Comeback für den Messerschmitt Kabinenroller
Dieses Kultmobil aus der Wirtschaftswunder-Zeit soll die Mobilitätswende fördern
23.10.2023, 19:22 Uhr"Die Straßen werden immer voller – fahr Messerschmitt Kabinenroller": Ungefähr siebzig Jahre ist es her, dass mit diesem Slogan ein Kleinstfahrzeug beworben wurde, das die Wirtschaftswundergeneration auto-mobilisieren sollte. Für die vielen Menschen, die vorher das Motorrad oder gar nur das Fahrrad als Fortbewegungsmittel genutzt hatten, war es tatsächlich ein Fortschritt, plötzlich ein wetterfestes Dach über dem Kopf zu haben und zumindest ein Mindestmaß an Stauraum nutzen zu können. 2470 Mark wurden für den ersten Kabinenroller KR 175 aufgerufen. Glaubt man einem historischen Kaufkraftrechner, entspricht das nach aktuellen Maßstäben etwa 27.000 Euro.

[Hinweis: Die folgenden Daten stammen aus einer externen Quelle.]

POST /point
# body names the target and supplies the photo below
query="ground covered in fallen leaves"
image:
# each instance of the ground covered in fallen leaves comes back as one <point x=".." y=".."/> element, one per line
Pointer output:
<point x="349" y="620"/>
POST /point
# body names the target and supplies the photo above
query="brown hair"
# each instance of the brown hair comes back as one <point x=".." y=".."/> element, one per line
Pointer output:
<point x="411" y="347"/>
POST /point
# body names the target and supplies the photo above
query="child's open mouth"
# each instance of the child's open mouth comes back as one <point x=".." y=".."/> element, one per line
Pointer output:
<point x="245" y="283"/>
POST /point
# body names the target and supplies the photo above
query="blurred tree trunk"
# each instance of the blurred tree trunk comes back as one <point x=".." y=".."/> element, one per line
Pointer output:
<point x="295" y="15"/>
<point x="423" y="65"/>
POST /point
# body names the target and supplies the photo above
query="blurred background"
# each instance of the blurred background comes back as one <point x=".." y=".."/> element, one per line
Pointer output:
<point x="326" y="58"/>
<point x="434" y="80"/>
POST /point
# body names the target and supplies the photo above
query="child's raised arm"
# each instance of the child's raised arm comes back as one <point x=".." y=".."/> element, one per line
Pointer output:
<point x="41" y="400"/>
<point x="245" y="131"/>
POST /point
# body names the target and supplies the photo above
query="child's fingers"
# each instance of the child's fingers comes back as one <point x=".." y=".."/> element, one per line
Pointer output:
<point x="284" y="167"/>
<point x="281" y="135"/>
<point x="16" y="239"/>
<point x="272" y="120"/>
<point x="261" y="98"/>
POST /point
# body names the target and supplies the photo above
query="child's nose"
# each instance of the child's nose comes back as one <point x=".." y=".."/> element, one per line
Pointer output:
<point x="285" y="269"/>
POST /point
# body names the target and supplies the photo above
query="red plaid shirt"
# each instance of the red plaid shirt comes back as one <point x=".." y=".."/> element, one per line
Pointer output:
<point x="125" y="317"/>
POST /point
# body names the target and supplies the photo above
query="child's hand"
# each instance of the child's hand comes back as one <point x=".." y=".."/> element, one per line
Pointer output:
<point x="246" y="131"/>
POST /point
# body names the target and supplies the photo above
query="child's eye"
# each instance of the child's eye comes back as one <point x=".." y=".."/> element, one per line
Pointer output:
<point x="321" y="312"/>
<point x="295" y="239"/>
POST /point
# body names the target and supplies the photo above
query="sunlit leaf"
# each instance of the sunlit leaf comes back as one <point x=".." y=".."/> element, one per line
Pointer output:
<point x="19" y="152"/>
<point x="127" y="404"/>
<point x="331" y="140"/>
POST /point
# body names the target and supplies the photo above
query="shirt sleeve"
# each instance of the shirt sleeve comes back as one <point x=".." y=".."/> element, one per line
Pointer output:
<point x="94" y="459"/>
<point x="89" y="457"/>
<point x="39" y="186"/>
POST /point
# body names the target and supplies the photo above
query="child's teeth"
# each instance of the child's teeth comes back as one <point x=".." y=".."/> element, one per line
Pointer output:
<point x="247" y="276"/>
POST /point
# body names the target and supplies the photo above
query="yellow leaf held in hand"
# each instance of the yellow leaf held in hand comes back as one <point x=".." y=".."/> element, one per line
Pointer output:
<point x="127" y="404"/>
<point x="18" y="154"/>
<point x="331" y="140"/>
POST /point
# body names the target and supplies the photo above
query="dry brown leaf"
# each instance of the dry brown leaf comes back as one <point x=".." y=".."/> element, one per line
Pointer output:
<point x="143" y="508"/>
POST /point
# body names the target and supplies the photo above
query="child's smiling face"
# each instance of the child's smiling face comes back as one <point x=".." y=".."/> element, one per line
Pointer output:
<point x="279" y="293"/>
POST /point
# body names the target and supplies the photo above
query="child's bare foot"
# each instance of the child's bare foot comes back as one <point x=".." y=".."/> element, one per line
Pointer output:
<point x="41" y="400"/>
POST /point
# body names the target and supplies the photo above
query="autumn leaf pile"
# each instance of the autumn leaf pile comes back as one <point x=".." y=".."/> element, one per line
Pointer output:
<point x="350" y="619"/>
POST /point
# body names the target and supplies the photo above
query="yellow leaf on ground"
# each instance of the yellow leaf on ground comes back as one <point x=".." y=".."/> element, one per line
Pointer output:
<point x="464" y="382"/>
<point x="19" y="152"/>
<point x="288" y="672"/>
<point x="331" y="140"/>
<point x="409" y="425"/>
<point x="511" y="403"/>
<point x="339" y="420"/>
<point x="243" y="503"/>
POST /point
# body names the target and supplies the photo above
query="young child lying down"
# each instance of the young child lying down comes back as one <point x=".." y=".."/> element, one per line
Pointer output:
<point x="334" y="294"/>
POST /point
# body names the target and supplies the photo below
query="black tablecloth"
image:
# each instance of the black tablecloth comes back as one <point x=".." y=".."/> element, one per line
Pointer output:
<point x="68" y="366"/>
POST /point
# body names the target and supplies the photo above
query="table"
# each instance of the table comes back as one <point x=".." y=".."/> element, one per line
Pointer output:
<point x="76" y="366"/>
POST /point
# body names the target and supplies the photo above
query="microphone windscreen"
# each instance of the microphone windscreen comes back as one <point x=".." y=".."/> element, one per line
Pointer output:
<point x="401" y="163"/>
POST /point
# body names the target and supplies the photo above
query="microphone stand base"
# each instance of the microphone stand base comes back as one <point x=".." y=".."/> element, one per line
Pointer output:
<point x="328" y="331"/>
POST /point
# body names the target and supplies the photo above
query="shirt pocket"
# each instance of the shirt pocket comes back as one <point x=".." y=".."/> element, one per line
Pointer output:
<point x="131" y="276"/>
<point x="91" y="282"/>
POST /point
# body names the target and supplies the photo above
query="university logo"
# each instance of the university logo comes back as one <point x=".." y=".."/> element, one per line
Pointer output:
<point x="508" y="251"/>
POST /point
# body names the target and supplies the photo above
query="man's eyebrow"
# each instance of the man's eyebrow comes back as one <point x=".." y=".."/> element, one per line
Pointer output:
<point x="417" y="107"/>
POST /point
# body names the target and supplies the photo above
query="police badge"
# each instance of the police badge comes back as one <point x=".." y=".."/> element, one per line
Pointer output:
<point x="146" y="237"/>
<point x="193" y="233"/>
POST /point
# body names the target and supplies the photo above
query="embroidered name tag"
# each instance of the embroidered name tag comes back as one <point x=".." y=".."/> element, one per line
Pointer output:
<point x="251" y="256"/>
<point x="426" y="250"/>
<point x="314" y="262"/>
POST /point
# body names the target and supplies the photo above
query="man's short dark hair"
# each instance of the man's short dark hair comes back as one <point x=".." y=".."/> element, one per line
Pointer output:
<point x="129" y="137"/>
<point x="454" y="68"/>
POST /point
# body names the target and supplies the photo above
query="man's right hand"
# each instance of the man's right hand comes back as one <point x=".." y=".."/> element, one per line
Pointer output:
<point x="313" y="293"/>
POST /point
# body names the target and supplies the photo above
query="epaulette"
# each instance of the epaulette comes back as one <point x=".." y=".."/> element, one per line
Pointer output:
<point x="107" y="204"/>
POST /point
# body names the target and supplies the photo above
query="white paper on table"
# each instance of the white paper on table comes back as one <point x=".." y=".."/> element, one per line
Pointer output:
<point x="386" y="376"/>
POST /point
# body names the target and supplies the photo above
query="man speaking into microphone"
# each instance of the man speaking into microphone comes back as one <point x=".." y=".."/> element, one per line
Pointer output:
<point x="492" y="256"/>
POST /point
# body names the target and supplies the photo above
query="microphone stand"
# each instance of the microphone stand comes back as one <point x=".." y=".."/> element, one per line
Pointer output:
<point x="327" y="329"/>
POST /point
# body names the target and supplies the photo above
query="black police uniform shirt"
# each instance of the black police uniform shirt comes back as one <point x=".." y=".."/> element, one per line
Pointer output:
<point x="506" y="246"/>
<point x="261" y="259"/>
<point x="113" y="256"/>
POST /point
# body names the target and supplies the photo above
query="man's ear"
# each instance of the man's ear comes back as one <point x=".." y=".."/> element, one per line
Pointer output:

Auch das musste sich man in den 1950er-Jahren erst einmal leisten können. Aber: Der Preis lag zumindest nicht völlig außerhalb des Erreichbaren.
Einmal davon abgesehen, dass der Werbespruch von einst inzwischen etwas angestaubt klingt: Inhaltlich lässt er sich allerbestens auf die Jetzt-Zeit im Straßenverkehr anwenden. Die Mobilitätswende verlangt zumindest dem City-Auto ab, dass es immer kleiner wird und so wenig Verkehrsfläche wie möglich beansprucht. Mikromobilität heißt das entsprechende Schlagwort, hinter dem Messerschmitt die Chance für eine erfolgreiche Wiedergeburt des 2,95 Meter kurzen Kabinenrollers sieht.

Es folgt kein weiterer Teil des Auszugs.